A Scalable Network of XMPP Servers for Smart Home Applications

The work I am going to cover in this post is already 2 years old and was presented at the PerCol workshop 2013 in San Diego which I was chairing. I think it is a quite appealing work and deserves bigger attention. Honguk Woo et al. from Samsung R&D Korea elaborate on the problem how to build up a scalable network of XMPP servers as an infrastructure for IoT / Smart Home applications.

Woo, Honguk, Kim, Hongsoo, Kim, Kyusik, Kim, Dongkyoung: A Large Scale Presence Network for Pervasive Social Computing. In: Proc. of the IEEE Conference on Pervasive Computing and Communications (PERCOM Workshops), pp. 145–150, 2013.

Most big XMPP servers today offer a clustering option like e.g. OpenFire based on Hazelcast. But this is only half of the story as you do not want to end up with one global data center if you sell your XMPP-enabled IoT products world-wide. Thus, there will typically be regional data centers like US East or Europe West serving regional users. If you now want your users to have globally unique IDs in the form user123@xyz.com, all your XMPP servers need to share the xyz.com domain which is only possible if all join the same cluster. This type of cluster would not perform well as WAN communication between the servers in the cluster would slow down the whole thing.

The solution of the authors is to build up a hierarchically connected network of XMPP data centers which can be seen in the following drawing (adapted from the paper cited above):


There are two types of clusters: Regional and inter-regional. A regional cluster consists of a number of XMPP servers and a load balancer. A Session DB holds all (client, server process) pairs of the local cluster. Roster handling is also done locally in this cluster. The inter-regional cluster holds a database of (client, regional cluster) pairs.

They extended the S2S communciation of eJabberD to enable the hierarchical inter-domain routing. If a message for a client can not be handled locally by the XMPP server itself, it first looks up the client in the local Session DB. If it is not found there, than the global Session DB is invoked to route the request to the respective cluster. Thus, inter-regional device groups are possible which is shown in the figure.

The authors deployed the architecture above in two virtual data centers with 5 XMPP servers each in the public cloud. They did extensive load testing with the Tsung traffic generator.
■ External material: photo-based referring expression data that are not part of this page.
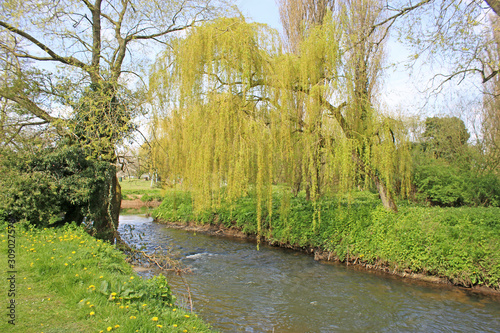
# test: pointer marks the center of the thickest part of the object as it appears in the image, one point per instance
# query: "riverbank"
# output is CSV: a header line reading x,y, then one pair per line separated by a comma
x,y
66,280
457,246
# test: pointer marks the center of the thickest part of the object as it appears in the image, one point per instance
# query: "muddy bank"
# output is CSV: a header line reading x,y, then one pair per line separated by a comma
x,y
325,256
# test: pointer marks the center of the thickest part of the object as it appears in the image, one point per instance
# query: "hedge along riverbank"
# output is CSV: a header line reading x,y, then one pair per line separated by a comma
x,y
68,281
461,245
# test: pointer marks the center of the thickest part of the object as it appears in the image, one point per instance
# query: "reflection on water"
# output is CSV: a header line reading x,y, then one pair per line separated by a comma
x,y
239,289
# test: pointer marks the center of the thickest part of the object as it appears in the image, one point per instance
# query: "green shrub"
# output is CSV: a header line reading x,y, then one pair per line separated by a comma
x,y
52,186
458,243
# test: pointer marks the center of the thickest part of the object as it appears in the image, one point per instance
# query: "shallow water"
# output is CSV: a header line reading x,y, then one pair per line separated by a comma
x,y
239,289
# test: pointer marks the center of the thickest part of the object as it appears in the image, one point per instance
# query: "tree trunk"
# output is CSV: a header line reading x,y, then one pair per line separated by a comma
x,y
106,223
384,193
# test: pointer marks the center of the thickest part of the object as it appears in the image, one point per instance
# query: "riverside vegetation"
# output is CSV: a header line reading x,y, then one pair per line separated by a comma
x,y
68,281
458,244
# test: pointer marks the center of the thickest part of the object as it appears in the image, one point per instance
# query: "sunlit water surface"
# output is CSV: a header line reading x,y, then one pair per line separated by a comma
x,y
239,289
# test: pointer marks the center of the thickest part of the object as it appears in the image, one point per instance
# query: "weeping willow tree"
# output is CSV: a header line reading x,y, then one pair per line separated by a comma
x,y
236,112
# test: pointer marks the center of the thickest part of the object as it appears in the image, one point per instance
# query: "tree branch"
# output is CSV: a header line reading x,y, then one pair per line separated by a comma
x,y
54,56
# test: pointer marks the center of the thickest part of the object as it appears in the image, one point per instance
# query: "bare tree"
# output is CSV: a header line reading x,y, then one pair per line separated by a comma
x,y
82,56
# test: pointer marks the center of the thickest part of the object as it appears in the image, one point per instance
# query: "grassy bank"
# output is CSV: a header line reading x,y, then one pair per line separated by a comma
x,y
67,281
139,189
459,244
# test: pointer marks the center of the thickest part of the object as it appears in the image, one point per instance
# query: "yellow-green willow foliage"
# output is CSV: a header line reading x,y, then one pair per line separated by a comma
x,y
235,113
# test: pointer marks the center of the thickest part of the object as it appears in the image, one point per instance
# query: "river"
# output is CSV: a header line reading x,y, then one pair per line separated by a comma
x,y
237,288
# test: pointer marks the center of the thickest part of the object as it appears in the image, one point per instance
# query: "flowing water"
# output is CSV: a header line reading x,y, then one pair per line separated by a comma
x,y
239,289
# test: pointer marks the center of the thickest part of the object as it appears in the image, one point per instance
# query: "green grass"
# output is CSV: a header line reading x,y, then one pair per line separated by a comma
x,y
67,281
460,244
135,188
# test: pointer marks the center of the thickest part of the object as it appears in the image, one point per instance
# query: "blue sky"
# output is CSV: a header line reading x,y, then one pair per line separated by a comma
x,y
263,11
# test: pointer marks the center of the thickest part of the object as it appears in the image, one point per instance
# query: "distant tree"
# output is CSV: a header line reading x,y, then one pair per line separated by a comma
x,y
81,57
445,137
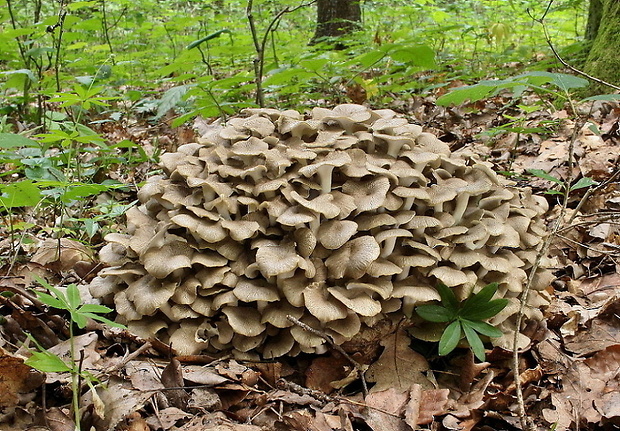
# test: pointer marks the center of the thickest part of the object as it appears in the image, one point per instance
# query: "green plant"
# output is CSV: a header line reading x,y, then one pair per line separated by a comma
x,y
46,361
464,318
Evaluation results show that they are able to serve 60,000 clients per XMPP server with their hierarchical approach.

There is even more interesting things to find in this 6-page-paper:

  • They implemented a push notification service to enable energy-saving hibernate mode for mobiles (devices only activate the XMPP connection if a message is waiting for them).
  • They used a local XMPP proxy on the device to enable communication of several XMPP-based apps over one shared XMPP connection.
  • They used XMPP Jingle to connect client devices P2P.
  • They implemented interesting use cases such as real-time collaboration with Android phones and remote control of a vacuum cleaner robot which even sends a live video to the phone.

After reading the paper I only have to say: Please make products out of this. I will definitivetly buy such stuff if it is in the stores, especially the vacuum robot with remote control and video. A world of plug-and-play XMPP-controlled smart home products would be kind of a brilliant future…

The authors later wrote a follow-up paper in 2014 focusing on PubSub communication:

Hong, Rankyung, Shin, Sangho, Yoon, Young, Laxmankatole, Atul, Woo, Honguk: Global-Scale Event Dissemination on Mobile Social Channeling Platform. In: Mobile Cloud Computing, Services, and Engineering (MobileCloud), 2014 2nd IEEE International Conference on, pp. 210–219, IEEE 2014.

They did a deep analysis of the eJabberD PubSub implementation and state a few reasons why this will not work well with a distributed network of servers. They developed their own PubSub implementation which uses a ring topology and consistent hashing to distribute the PubSub processing load. An evaluation with 25 machines on the public cloud shows their approach to be superior to classic XMPP PubSub. EJabberD has its maximum performance with 6 machines in the cluster. If more are added, the overall notification rate will even drop due to the high synchronization traffic of the replicated databases for subscriptions, topics and events. The ring-based approach scales linearly with the number of machines.

Before reading the paper, when thinking about XMPP server clusters I was wondering how this will work with PubSub. Now the paper has an answer which is quite interesting to read and written in great detail. However, the actual implementation is not provided which somehow contradicts the free software paradigm.